Nella pulls out of her pocket two hundred guilders from Arnoud and lays them on Pellicorne’s register. ‘If you will organize the gravestone, the coffin, the men to carry it, and the space in the church floor, I will, upon completion, double that sum,’ she says.
Pellicorne looks at the money. It is money coming from the wife of a sodomite. It is money coming from a woman. It is the deeplying root of evil, but it is a lot of money. ‘I cannot accept this,’ he says.
‘Greed is the canker we must cut out,’ Nella replies, her expression mournful.
‘Precisely.’ She can see he is pleased to have his sermon echoed.
‘You, a man of God, are surely best placed to guard the canker,’ Nella continues.
‘Once it’s been removed,’ he replies, his eyes flicking to the guilders.
‘Of course.’
‘There are many alms required for our city’s unfortunates.’
‘And something must be done for them, or the canker begins to bloom.’
They sit in silence.
‘There is a small space in the east corner of the church,’ Pellicorne says. ‘Room for a modest slab, nothing more.’
What a fool he is, Nella thinks. He is just a man like every other man, no closer to God than the next. She wonders how much will be skimmed off the four hundred before the pallbearers and the alms are paid. Would Marin like it, in the corner? She spent her life in the corner, perhaps she would prefer it in the nave. But then, in the nave, people would walk up and down on her. Some citizens probably desire such an ending, so they never are forgotten, held in memory and prayed for – but to Nella’s mind it is too undignified for Marin. It is better in the corner.
‘I am speaking the truth, Madame,’ says Pastor Pellicorne. ‘We are full up. That corner is the best that I can do.’
‘It will suit,’ she replies. ‘But I want the finest elm for the coffin.’
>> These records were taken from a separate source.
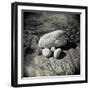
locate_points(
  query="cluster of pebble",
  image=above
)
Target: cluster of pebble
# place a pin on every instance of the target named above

Pellicorne resumes his pen and opens the register once again. ‘I will see to it. The funeral could be next Tuesday evening, after the normal service?’
‘Very well.’
‘It is easier in the night. The smell that rises when you open up the floor puts people off their prayers.’
‘I see.’
‘How many people will come?’ he asks.
‘Not many,’ Nella replies. ‘Her life was quite secluded.’ She says this almost as a challenge, to see if he will contradict her, or offer some knowing aside regarding Marin’s hidden life. The bookshops she visited, he might say. The company she kept, that Negro she paraded through the streets.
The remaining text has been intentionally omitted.